The Texas Education Agency published final versions of the Texas Essential Knowledge and Skills (TEKS) in September 1997. Organized into two "clusters," the TEKS contain basic understandings, knowledge and skills expectations, and performance descriptions for each content area. TEKS can be read on screen, searched, or downloaded as Word 6 files. There is a Q&A section of the site that tries to deal with some of the criticisms that have been raised about standards and frameworks throughout the country. The site also offers a very useful TEKS Search page you can use to find any instance of any word or phrase in any TEKS documents. TEKS documets are available for the arts, English language arts, foreign language, health, home economics, math, occupational education (including separate files on agricultural science, business education, career orientation, health science technology, marketing education, trade and industrial education), physical education, science, social studies, Spanish and ESL, and technology. (Thanks to Therese Sarah, formerly of McREL, for some of this update.)

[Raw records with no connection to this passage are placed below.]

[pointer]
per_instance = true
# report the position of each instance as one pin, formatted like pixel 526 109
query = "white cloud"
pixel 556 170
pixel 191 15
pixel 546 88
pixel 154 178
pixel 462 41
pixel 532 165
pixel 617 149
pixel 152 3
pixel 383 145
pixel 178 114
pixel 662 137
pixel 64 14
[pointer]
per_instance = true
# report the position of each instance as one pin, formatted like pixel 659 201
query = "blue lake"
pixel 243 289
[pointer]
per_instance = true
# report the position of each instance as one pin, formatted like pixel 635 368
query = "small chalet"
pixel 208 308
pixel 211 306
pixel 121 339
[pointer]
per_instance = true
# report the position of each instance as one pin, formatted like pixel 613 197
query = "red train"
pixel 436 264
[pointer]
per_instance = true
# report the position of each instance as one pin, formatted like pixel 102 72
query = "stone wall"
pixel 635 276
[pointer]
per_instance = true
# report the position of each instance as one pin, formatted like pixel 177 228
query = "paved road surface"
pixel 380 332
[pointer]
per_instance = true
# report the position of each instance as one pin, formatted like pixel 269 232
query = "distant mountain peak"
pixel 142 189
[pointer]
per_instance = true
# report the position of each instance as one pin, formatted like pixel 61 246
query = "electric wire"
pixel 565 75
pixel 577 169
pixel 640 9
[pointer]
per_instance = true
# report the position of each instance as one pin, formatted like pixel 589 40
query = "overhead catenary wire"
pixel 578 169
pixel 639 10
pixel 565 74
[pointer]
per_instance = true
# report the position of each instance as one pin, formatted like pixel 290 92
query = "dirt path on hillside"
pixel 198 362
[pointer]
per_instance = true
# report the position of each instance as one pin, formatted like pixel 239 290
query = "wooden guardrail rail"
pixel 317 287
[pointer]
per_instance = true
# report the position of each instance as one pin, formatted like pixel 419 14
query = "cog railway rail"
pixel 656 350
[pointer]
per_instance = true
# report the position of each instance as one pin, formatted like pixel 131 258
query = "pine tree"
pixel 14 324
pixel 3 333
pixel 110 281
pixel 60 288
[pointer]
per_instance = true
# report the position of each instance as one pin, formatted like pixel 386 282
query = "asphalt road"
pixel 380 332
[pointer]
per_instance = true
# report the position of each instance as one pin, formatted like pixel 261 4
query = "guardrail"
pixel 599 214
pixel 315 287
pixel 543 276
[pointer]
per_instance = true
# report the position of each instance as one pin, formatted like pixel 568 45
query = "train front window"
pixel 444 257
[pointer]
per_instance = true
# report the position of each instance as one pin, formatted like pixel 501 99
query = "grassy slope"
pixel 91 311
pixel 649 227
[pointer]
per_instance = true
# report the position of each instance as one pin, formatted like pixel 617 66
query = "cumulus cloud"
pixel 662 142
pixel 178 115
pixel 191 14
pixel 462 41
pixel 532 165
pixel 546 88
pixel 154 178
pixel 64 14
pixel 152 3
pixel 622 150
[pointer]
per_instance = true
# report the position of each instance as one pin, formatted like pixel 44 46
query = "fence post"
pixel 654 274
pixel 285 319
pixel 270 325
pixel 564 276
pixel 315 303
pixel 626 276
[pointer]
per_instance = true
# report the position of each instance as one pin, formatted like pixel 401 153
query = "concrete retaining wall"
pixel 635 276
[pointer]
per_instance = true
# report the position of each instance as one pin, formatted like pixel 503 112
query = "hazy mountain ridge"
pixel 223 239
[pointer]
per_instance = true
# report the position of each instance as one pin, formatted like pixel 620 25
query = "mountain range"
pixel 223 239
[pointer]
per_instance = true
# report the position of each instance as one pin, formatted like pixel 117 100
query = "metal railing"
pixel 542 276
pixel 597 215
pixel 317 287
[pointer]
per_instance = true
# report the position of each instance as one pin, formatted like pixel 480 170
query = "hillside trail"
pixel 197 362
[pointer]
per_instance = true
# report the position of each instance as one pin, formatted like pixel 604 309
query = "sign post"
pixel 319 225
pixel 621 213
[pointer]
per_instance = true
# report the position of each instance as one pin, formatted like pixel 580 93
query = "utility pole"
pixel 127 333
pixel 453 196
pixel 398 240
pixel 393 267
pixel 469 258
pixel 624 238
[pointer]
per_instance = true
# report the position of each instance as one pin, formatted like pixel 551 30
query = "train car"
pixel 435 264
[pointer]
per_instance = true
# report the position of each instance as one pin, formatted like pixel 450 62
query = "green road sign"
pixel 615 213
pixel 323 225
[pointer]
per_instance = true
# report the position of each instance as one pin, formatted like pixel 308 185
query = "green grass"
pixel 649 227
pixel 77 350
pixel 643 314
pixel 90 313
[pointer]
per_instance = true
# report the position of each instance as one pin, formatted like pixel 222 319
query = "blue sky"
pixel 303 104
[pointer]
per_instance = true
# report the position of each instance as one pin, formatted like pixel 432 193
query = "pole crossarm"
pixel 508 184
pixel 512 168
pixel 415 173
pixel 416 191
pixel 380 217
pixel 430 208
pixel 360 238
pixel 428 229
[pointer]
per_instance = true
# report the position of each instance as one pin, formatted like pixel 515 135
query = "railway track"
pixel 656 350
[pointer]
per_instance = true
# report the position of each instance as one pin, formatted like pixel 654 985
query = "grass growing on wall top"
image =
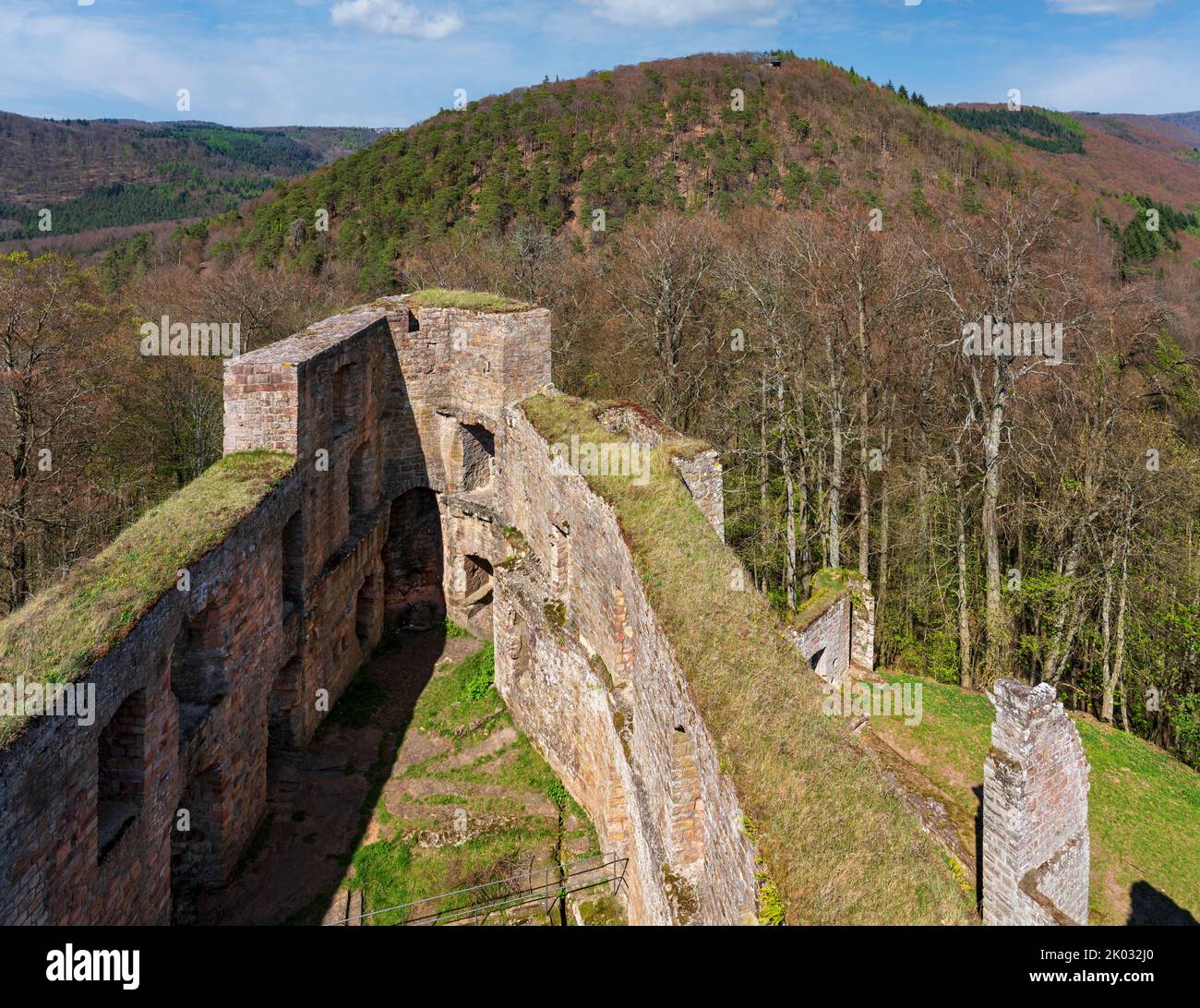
pixel 469 300
pixel 1143 809
pixel 63 630
pixel 839 847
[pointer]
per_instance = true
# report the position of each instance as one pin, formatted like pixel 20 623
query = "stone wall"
pixel 593 680
pixel 700 469
pixel 185 696
pixel 1036 853
pixel 420 488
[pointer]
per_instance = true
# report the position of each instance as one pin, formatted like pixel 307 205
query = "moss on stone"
pixel 836 853
pixel 60 632
pixel 467 300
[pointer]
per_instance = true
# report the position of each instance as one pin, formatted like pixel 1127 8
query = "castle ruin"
pixel 420 488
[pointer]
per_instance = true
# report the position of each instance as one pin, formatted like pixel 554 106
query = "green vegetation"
pixel 834 852
pixel 99 174
pixel 452 629
pixel 59 632
pixel 121 204
pixel 469 300
pixel 1036 127
pixel 660 136
pixel 1150 233
pixel 507 836
pixel 1139 796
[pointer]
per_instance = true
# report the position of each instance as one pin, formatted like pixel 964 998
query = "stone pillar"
pixel 702 476
pixel 862 631
pixel 1036 855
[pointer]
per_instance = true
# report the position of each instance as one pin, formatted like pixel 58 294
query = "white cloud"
pixel 1134 77
pixel 395 17
pixel 1103 6
pixel 676 13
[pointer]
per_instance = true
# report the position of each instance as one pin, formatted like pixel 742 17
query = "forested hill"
pixel 112 173
pixel 716 131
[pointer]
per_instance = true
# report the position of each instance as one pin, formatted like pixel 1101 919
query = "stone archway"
pixel 413 559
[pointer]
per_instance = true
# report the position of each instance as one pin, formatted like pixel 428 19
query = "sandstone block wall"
pixel 592 678
pixel 1036 851
pixel 67 856
pixel 376 404
pixel 824 642
pixel 701 472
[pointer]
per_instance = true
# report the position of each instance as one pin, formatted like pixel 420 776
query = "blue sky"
pixel 391 63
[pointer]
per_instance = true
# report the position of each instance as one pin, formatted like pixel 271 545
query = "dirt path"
pixel 418 783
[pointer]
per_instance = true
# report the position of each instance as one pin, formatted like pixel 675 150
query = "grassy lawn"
pixel 412 855
pixel 61 631
pixel 1144 807
pixel 838 846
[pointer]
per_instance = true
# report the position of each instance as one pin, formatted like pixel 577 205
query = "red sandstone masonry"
pixel 1036 847
pixel 389 414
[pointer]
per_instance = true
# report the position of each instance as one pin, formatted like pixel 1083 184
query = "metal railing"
pixel 547 886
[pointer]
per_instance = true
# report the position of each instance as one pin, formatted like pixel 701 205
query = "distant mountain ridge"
pixel 106 173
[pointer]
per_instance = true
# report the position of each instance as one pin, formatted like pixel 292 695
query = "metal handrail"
pixel 550 889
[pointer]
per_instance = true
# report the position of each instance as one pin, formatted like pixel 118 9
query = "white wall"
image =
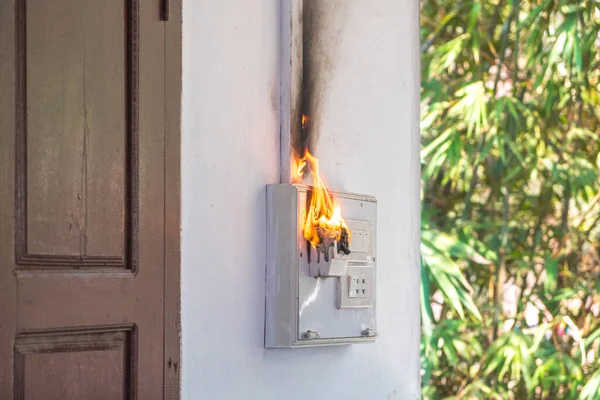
pixel 369 143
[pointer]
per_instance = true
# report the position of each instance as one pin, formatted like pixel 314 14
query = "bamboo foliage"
pixel 511 199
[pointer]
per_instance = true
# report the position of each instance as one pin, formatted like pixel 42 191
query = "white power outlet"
pixel 359 286
pixel 356 289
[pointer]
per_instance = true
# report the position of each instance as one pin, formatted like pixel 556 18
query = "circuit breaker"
pixel 315 298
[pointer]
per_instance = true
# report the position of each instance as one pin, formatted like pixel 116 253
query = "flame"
pixel 324 212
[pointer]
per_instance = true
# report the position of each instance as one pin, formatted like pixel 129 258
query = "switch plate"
pixel 304 305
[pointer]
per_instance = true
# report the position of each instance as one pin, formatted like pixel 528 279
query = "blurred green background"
pixel 510 199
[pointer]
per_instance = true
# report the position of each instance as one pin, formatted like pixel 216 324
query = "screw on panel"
pixel 369 332
pixel 311 335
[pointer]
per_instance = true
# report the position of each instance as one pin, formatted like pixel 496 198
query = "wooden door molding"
pixel 90 100
pixel 173 44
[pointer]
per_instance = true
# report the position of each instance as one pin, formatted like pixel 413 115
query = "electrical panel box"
pixel 311 301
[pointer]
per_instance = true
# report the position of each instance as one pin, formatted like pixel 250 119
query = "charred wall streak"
pixel 323 27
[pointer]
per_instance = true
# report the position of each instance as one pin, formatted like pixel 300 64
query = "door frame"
pixel 172 187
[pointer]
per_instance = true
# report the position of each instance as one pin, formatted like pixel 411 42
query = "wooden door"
pixel 89 214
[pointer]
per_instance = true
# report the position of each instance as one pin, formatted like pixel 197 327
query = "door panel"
pixel 82 200
pixel 92 365
pixel 77 66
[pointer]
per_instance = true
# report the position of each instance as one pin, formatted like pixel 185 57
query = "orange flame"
pixel 323 212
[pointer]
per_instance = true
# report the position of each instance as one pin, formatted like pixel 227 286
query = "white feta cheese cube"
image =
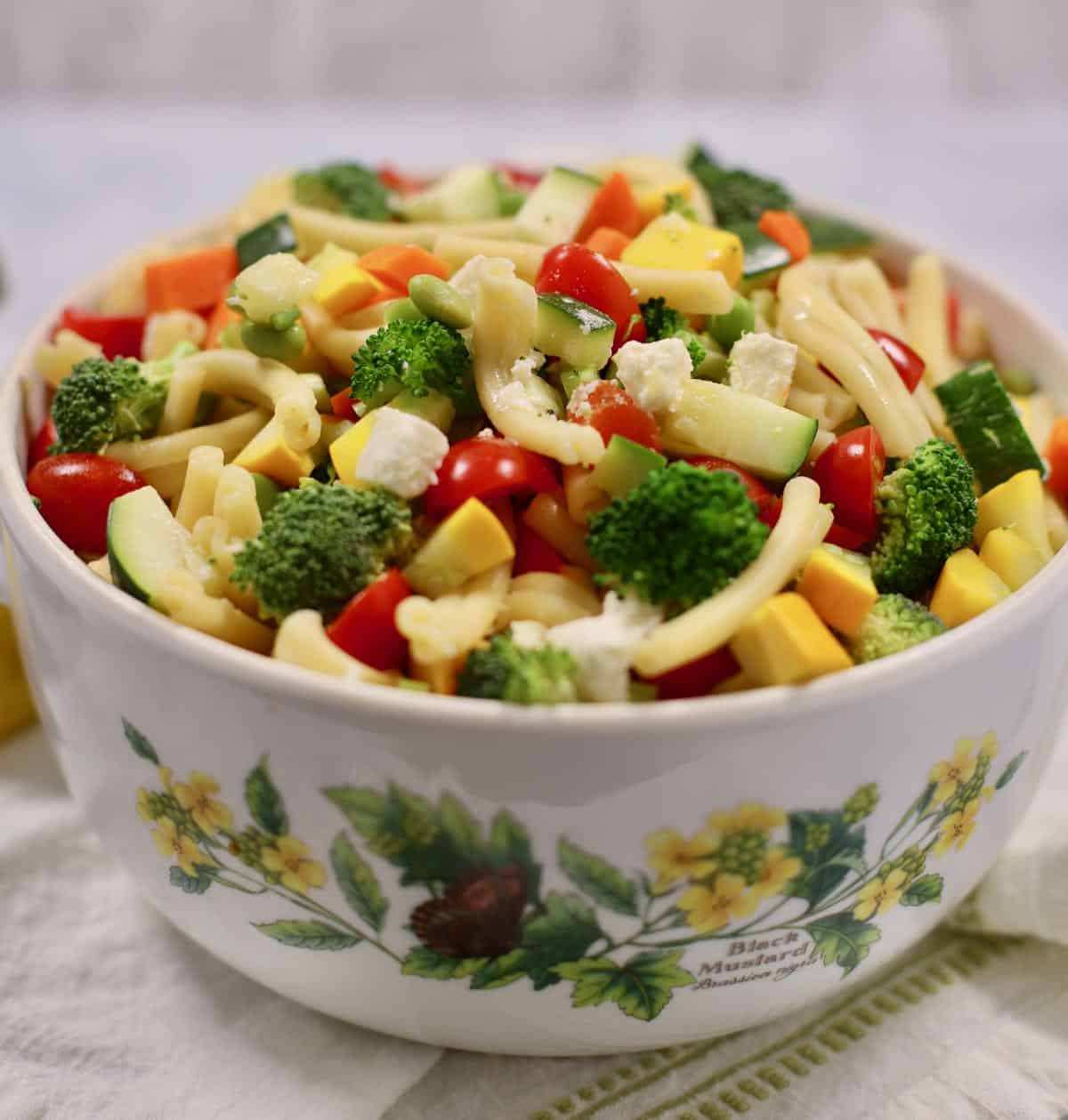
pixel 654 373
pixel 401 454
pixel 762 366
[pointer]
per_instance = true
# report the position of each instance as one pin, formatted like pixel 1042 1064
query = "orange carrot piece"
pixel 614 205
pixel 608 242
pixel 190 281
pixel 788 230
pixel 396 264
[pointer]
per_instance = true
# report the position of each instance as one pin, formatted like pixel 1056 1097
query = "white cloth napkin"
pixel 107 1011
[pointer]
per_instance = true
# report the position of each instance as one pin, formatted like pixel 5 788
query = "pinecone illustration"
pixel 479 915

The Utah Education Network has thestandards for the state's Core Curriculum on line. A Core Curriculum/Course Descriptions page has links to documents for major subject areas, with individual documents for grades K to 6 and documents for the secondary grades that are either grouped by grade or by topic. A typical document describes a course, lists core standards, and briefly describes student objectives that meet each standard. UEN also has a very strong set of links to Internet resources as well as to its own set of lesson plans (including a searchable Curriculum Database). A similar set of core curriculum resources is available from the Utah Department of Education's Curriculum and Instruction Homepage (some of which include links back to UEN's pages). Additional information in the areas of occupational, family and consumer sciences, and technology education appear on the Applied Technology Education page.(Thanks go to Ginny Gale from the UtahLink/Utah Education Network, June Matheson from the Utah State Office of Education, and Virgil Jacobsen from the Alpine School District in American Fork, Utah for UEN updates.)
The Department of Public Instruction has published copies of the Wisconsin Model Academic Standards on its web site. The standards for language arts, math, science, and social studies can be viewed online. The others must be downloaded as Adobe Acrobat files. A typical document contains the relevant content standards, rationales, specific performance standards for grades 4, 8, and 12, and a sample proficiency standard. A separate page describes the state's Proficiency Standards along with proficiency category information for language arts, math, science, and social studies.